The first work in which Mr. Allen was engaged was done during a school vacation, for the Corry Tub and Pail Factory. Later he worked for a short time in a local machine shop and this gave him a taste for machinery, induced him to learn the trade and to work at the same until
1879, when he became a clerk in the post-office at Bradford, and in 1880 he had a mail contract in McKean County. When he came to Butler, in 1886, he entered the machine shops of T. & W. G. Hays & Company, where he continued until 1890, when he went with the firm of
Masseth & Black, with whom he remained until 1896. Mr. Allen then embarked in business at Evans City, under the style of Elliott Brothers & Allen Machine Shops, but in the spring of 1900 he sold out to his partners and came to Butler again, where he had already many
social and business ties. He resumed business in this city, establishing the Butler Electro Plating Works, and in 1904, in partnership with J. B. Nixon, purchased the plant of the United States Electric Manufacturing Company, in less than a year becoming sole proprietor.

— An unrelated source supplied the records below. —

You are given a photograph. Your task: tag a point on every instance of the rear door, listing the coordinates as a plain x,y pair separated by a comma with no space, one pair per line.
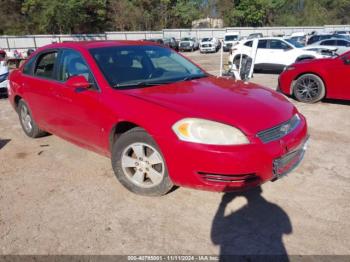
38,79
339,78
81,113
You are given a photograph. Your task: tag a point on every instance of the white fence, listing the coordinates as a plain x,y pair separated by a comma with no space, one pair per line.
35,41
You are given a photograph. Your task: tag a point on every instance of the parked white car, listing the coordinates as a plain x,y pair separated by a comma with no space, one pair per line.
273,54
4,72
230,40
209,44
341,45
188,44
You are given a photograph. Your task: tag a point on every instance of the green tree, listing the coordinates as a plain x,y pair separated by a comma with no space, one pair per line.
70,16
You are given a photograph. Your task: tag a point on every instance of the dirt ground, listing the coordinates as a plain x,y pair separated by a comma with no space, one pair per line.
56,198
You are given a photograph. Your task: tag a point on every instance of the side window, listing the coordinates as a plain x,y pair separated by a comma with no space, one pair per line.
27,68
262,44
249,43
73,64
45,65
277,44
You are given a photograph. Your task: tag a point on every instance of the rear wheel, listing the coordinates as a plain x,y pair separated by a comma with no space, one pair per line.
309,88
139,164
28,124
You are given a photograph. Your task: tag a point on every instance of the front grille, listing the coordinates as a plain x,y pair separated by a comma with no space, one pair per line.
224,178
279,131
287,163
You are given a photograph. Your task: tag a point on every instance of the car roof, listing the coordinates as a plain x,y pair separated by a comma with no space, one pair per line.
98,44
268,38
332,38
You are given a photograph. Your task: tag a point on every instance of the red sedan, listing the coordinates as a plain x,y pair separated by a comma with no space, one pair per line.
161,119
310,81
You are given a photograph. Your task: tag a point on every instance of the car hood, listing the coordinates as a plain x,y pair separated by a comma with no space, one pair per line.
244,105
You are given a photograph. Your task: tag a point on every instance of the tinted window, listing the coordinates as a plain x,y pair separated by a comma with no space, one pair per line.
262,44
277,44
249,43
128,65
28,67
45,65
73,64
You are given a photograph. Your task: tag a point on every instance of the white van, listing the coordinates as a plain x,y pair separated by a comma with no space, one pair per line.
229,40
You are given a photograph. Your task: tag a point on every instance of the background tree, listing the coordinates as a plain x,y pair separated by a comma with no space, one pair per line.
96,16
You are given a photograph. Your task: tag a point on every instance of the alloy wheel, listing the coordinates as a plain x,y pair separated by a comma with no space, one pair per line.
307,89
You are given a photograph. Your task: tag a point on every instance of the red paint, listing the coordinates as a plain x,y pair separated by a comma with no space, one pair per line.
333,71
87,119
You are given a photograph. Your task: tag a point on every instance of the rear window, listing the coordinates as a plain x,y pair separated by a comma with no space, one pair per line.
45,65
28,67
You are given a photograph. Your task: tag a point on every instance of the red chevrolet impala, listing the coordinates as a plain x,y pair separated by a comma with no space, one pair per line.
161,119
310,81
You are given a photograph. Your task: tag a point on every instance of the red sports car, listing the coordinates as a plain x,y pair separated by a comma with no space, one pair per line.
310,81
161,119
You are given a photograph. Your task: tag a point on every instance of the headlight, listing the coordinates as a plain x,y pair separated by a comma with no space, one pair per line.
208,132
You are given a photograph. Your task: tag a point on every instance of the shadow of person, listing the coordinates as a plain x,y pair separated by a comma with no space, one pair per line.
3,142
255,229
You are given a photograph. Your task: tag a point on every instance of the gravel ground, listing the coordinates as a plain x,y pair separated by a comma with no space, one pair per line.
56,198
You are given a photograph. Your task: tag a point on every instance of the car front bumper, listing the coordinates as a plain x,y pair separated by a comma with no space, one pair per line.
234,168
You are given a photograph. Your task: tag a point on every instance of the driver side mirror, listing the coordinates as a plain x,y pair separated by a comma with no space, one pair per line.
78,82
346,61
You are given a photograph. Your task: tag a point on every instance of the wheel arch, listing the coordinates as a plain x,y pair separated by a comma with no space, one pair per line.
308,73
118,129
16,100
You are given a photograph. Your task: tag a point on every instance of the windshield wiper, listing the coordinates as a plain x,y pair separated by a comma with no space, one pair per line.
138,84
192,77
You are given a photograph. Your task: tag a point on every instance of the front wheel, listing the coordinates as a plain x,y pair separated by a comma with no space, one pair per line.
309,88
139,164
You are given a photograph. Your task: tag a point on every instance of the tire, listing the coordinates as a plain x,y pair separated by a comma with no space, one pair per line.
309,88
133,166
301,58
28,124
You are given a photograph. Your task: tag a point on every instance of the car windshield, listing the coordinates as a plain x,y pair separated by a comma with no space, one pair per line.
231,37
140,66
295,43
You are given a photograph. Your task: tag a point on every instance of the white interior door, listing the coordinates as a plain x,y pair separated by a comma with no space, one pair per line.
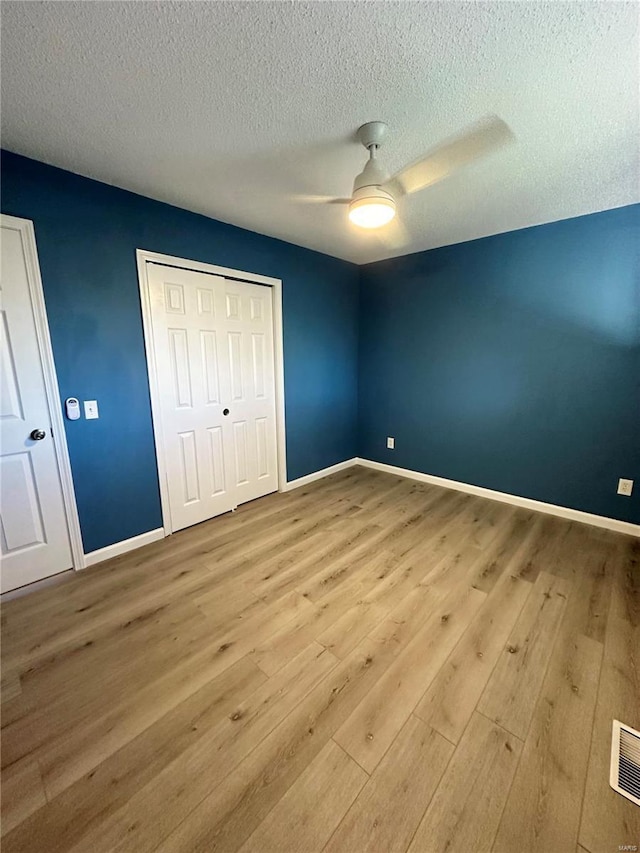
213,351
34,536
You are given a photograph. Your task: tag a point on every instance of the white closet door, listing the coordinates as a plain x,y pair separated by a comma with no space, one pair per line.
213,348
34,536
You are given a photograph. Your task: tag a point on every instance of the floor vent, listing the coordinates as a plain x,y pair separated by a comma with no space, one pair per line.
625,762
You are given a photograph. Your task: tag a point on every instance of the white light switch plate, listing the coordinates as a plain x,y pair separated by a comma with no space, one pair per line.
91,409
625,487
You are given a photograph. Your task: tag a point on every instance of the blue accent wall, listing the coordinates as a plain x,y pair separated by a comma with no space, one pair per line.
511,362
87,235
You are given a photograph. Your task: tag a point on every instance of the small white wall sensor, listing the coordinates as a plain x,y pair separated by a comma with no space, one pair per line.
72,408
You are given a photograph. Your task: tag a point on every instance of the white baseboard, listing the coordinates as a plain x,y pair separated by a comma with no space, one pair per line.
118,548
504,497
318,475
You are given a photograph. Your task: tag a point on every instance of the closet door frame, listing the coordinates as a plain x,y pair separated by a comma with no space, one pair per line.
143,258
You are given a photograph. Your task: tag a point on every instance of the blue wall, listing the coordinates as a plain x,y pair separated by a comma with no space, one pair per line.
511,362
87,234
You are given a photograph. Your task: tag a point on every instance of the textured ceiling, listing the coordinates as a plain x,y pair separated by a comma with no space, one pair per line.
233,109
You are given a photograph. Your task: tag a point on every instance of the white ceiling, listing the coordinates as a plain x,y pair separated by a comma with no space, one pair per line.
232,108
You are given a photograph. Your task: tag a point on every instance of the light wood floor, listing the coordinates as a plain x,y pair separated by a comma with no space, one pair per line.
366,664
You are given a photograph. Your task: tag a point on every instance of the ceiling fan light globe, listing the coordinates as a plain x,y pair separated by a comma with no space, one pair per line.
371,207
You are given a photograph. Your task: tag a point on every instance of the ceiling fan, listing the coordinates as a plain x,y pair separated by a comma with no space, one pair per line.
375,194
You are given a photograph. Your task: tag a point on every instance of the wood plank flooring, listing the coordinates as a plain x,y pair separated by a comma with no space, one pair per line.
364,664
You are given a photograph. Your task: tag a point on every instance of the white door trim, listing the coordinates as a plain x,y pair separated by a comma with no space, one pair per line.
36,292
144,257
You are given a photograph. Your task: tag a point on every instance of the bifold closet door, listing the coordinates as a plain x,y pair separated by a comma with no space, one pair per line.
214,357
34,537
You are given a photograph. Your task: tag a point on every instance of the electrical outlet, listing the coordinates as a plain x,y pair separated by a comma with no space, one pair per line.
91,409
625,487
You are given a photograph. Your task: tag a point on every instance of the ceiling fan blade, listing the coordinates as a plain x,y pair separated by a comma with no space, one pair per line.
318,199
479,140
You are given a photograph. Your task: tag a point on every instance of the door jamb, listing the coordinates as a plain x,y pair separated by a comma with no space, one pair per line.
144,257
27,233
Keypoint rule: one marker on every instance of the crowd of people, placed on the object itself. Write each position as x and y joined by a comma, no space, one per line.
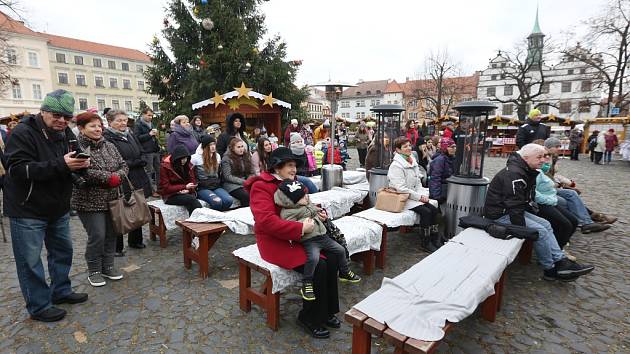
51,170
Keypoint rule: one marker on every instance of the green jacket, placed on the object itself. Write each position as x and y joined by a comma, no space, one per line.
296,212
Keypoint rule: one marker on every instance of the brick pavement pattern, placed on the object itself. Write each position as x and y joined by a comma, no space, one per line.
161,307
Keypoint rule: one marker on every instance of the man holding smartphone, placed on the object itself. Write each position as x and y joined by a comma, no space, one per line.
146,133
38,187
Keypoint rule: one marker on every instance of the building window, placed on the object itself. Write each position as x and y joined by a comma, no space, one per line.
11,56
16,91
566,86
63,78
545,88
83,104
37,91
80,80
33,60
544,109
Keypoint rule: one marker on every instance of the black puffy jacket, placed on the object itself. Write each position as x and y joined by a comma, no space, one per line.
511,191
37,184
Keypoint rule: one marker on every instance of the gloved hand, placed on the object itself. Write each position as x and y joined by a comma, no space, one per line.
113,181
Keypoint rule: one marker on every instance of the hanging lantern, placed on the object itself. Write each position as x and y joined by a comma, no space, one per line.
207,23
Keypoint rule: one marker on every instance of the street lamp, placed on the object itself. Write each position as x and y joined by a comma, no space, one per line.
388,118
332,175
467,187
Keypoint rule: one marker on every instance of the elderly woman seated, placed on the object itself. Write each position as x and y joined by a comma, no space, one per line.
404,175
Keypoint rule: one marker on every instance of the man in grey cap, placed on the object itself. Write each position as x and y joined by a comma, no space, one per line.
38,187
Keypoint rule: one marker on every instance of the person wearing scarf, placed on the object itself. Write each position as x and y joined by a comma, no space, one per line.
404,175
298,149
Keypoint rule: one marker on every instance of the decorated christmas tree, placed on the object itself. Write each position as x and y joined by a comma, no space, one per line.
213,46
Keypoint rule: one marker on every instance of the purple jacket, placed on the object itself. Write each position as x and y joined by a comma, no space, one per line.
178,136
441,168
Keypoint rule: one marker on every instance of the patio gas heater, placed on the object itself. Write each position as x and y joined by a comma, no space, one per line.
467,187
332,175
388,126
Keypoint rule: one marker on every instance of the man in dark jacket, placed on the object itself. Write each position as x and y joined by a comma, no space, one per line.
37,193
147,135
235,128
509,200
532,130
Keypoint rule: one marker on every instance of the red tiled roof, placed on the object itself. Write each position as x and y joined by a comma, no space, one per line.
97,48
10,25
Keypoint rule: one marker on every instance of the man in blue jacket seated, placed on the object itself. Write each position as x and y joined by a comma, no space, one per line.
509,200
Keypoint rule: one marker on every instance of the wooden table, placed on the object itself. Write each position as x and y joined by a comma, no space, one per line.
208,234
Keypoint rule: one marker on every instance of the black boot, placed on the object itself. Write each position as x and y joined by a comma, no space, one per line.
425,236
436,238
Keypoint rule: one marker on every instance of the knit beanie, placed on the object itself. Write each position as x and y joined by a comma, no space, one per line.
60,102
294,190
552,142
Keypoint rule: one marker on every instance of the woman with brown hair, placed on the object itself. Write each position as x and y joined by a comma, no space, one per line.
236,167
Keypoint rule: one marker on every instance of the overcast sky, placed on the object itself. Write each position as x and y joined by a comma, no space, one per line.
348,39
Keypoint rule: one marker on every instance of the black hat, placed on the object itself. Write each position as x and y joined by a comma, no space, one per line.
282,155
206,140
293,189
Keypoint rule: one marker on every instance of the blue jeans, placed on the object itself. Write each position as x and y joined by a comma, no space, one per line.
546,247
219,199
312,188
569,199
28,236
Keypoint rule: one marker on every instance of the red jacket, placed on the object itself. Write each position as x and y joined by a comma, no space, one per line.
277,239
170,181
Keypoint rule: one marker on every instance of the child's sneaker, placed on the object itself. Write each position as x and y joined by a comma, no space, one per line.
350,277
307,291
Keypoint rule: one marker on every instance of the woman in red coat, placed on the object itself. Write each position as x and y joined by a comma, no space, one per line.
278,243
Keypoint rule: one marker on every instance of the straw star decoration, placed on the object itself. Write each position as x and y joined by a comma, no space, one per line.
217,99
243,91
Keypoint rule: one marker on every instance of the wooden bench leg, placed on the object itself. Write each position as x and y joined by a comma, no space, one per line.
382,254
361,341
525,254
244,283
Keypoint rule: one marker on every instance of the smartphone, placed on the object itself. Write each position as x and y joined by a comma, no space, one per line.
81,155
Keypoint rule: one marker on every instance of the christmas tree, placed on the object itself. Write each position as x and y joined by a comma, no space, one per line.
215,47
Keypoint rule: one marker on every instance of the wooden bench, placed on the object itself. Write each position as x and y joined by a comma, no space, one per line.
269,300
207,234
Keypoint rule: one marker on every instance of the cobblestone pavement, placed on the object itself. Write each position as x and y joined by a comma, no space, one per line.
161,307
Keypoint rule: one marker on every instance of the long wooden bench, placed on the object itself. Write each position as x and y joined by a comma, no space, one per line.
470,240
267,297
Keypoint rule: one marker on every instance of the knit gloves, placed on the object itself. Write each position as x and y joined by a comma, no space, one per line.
113,181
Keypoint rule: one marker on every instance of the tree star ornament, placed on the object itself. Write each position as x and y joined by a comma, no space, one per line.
217,99
268,99
243,91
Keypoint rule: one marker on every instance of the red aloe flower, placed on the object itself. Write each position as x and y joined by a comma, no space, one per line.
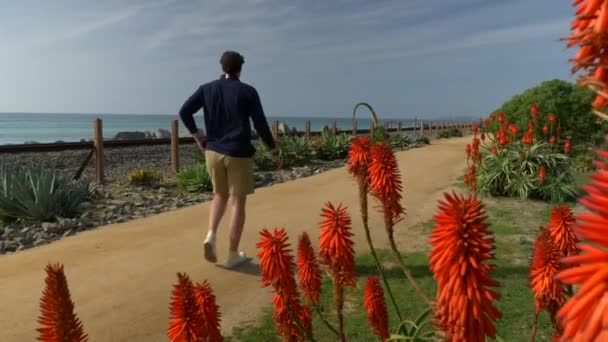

He then combined his two plants under the name of The Reliance Telephone and Manufacturing Company. He manufactures the best telephones that are now in use and also chandeliers. His business is a constantly growing one and is a standard concern in the commercial life of
Butler. Mr. Allen is a director and secretary of the Ozark Uplift Oil and Mining Company, a corporation that controls 9,000 acres of land in the Ozark regions of Missouri.
In 1881, Mr. Allen was married to Miss Mollie E. White, a daughter of Thomas B. Wliite and a great-granddaughter of Matthew White, who was one of the first commissioners of Butler County, this family being one of the old-settled ones of this section. Mr. Allen's maternal
grandfather was a McQuiston and his father came to Butler County as early as 1796. Mr. and Mrs. Allen have five children, namely: Roy M., who resides in New York City; Frank W., who lives at Dubois, Pennsylvania; and Carrie B., Marion E. and Ruth M., at home. Mr. Allen
and family are members of the First Baptist Church, in which he has served as a deacon for many years. In his political views he is a Prohibitionist and in former years served as secretary of the Butler County Committee of that party.